I am reading through the jq documentation on streaming here and here, but I am still quite confused as the examples don't really demonstrate real world problems with json.
Namely, Is it even possible to select whole objects after streaming through their paths and identifying a notable event, or in this case a property value that matches a certain string?
I know that I can use:
cat sample.json | jq --stream 'select(.[0][1] == "batters" and .[0][2] == "batter" and .[0][4] == "type") | .[1]'
to give me all of the batter types. But is there a way to say: "If it's Chocolate, grab the object this leaf is a part of"?
Command:
$ jq -cn --stream 'fromstream(1|truncate_stream(inputs))' array_of_objects.json |
jq 'select(.batters.batter[].type == "Chocolate") | .id'
Output:
"0001"
"0003"
The first invocation of jq converts the array of objects into a stream of objects. The second is based on your invocation and can be tailored further to your needs.
Of course the two invocations can (and probably should) be combined into one, but you might want to use the first invocation to save the big file as a file containing the stream of objects.
By the way, it would probably be better to use the following select:
select( any(.batters.batter[]; .type == "Chocolate") )
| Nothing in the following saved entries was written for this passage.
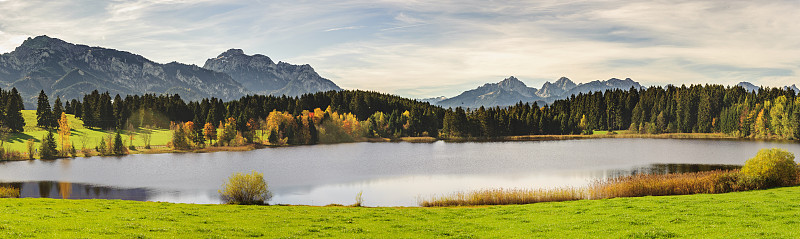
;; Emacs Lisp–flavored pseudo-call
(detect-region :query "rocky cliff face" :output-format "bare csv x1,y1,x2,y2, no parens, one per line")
0,35,245,106
203,49,341,96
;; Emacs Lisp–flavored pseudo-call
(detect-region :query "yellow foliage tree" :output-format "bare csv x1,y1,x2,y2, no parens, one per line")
217,118,238,146
265,110,296,145
57,112,71,156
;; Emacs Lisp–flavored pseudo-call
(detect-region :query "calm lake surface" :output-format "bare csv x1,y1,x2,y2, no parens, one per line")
1,138,798,206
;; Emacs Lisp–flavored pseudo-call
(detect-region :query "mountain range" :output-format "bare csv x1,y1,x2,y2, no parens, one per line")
737,81,799,94
0,35,341,107
436,76,642,109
Here is another approach. Start with a streaming filter filter1.jq that extracts the record number and the minimum set of attributes you need to process. E.g.
select(length==2)
| . as [$p, $v]
| {r:$p[0]}
| if $p[1] == "id" then .id = $v
elif $p[1] == "batters" and $p[-1] == "type" then .type = $v
else empty
end
Running this with
jq -M -c --stream -f filter1.jq bigdata.json
produces values like
{"r":0,"id":"0001"}
{"r":0,"type":"Regular"}
{"r":0,"type":"Chocolate"}
{"r":0,"type":"Blueberry"}
{"r":0,"type":"Devil's Food"}
{"r":1,"id":"0002"}
{"r":1,"type":"Regular"}
{"r":2,"id":"0003"}
{"r":2,"type":"Regular"}
{"r":2,"type":"Chocolate"}
now pipe this into a second filter filter2.jq which does the processing you want on those attributes for each record
foreach .[] as $i (
{c: null, r:null, id:null, type:null}
; .c = $i
| if .r != .c.r then .id=null | .type=null | .r=.c.r else . end # control break
| .id = if .c.id == null then .id else .c.id end
| .type = if .c.type == null then .type else .c.type end
; if ([.id, .type] | contains([null])) then empty else . end
)
| select(.type == "Chocolate").id
with a command like
jq -M -c --stream -f filter1.jq bigdata.json | jq -M -s -r -f filter2.jq
to produce
0001
0003
filter1.jq and filter2.jq do a little more than what you need for this specific problem but they can be generalized easily.